Member of the Wisconsin State Assembly from the 65th district
- In office January 6, 1997 – January 7, 2013
- Preceded by: Robert Wirch
- Succeeded by: Tod Ohnstad

President of the Pleasant Prairie Board of Trustees
- Incumbent
- Assumed office 1995

Member of the Pleasant Prairie Board of Trustees
- Incumbent
- Assumed office 1989

Member of the Pleasant Prairie Town Board
- In office 1985–1989

Personal details
- Born: John Peter Steinbrink April 17, 1949 (age 77) Kenosha, Wisconsin, U.S.
- Party: Democratic
- Spouse: Roberta
- Children: 3
- Profession: grain farmer, former dairy farmer

= John Steinbrink =

American politician

John Peter Steinbrink Sr. (born April 17, 1949) is an American politician and was a Democratic Party member of the Wisconsin State Assembly, representing the southeastern part of Kenosha County for eight terms, from 1997 until 2013. He has been President of the Pleasant Prairie Village Board since 1995.

==Biography==
Born in Kenosha, Wisconsin, Steinbrink graduated from George Nelson Tremper High School. He then went to Carthage College and University of Wisconsin–Madison Farm and Industry short course. He was a dairy and grain farmer. He has served continuously on the Pleasant Prairie, Wisconsin board since 1985, bridging the 1989 transition from Town to Village.

He was elected to the Assembly in the 65th Assembly District in 1996, defeating popular Republican Jeff Toboyek from the City of Kenosha.
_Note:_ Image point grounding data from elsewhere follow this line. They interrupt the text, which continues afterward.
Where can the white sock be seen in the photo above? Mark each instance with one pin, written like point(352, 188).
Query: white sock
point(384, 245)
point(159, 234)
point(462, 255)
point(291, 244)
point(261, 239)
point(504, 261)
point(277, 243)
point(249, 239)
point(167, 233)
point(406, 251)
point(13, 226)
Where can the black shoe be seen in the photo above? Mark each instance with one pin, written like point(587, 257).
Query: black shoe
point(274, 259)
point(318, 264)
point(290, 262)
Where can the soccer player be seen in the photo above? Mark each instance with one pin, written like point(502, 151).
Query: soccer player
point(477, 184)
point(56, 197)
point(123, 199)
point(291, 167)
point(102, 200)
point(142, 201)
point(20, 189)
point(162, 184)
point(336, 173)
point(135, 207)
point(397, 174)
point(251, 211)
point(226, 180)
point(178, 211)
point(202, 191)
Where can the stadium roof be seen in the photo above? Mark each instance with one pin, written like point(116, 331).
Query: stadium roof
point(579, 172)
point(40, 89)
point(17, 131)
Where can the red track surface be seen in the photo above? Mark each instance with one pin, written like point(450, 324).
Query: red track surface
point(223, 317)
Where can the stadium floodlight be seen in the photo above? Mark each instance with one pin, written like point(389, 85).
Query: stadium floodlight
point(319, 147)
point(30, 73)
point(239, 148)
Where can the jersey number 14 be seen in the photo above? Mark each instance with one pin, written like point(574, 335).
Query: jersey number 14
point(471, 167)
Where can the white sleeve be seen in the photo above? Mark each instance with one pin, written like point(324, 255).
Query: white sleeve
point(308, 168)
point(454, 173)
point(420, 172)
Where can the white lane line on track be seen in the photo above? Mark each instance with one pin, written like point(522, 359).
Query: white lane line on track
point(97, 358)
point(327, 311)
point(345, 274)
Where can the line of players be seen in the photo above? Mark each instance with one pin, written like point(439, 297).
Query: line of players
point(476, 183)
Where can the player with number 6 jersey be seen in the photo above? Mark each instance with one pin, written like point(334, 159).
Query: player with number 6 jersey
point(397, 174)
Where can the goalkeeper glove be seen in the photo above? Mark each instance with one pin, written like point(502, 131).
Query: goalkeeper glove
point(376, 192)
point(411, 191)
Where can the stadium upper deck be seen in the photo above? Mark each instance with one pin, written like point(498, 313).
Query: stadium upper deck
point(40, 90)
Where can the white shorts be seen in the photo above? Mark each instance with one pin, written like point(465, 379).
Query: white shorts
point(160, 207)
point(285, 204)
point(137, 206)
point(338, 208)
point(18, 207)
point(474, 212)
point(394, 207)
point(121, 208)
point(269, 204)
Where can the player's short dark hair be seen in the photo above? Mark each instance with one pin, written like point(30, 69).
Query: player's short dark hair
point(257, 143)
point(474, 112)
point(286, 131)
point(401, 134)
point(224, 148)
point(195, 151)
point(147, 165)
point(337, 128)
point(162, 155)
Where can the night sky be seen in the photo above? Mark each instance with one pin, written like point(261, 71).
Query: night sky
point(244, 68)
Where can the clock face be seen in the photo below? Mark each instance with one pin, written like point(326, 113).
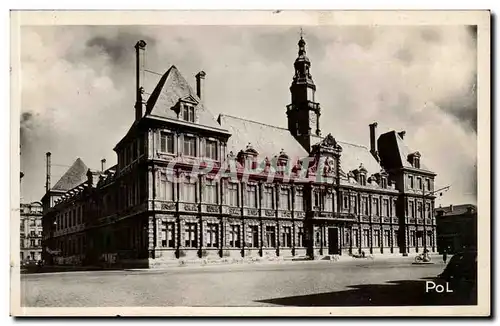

He was re-elected seven times in the 65th District.

However, in 2011 the new Republican majority used their power to redraw the state's legislative maps, and Steinbrink was one of eleven Democrats who were drawn out of their old districts entirely. Pleasant Prairie was separated from neighboring Kenosha and gerrymandered into a district with distant rural communities of western Kenosha County. Steinbrink was forced to run against incumbent Republican Samantha Kerkman in the 61st District and lost by ten points.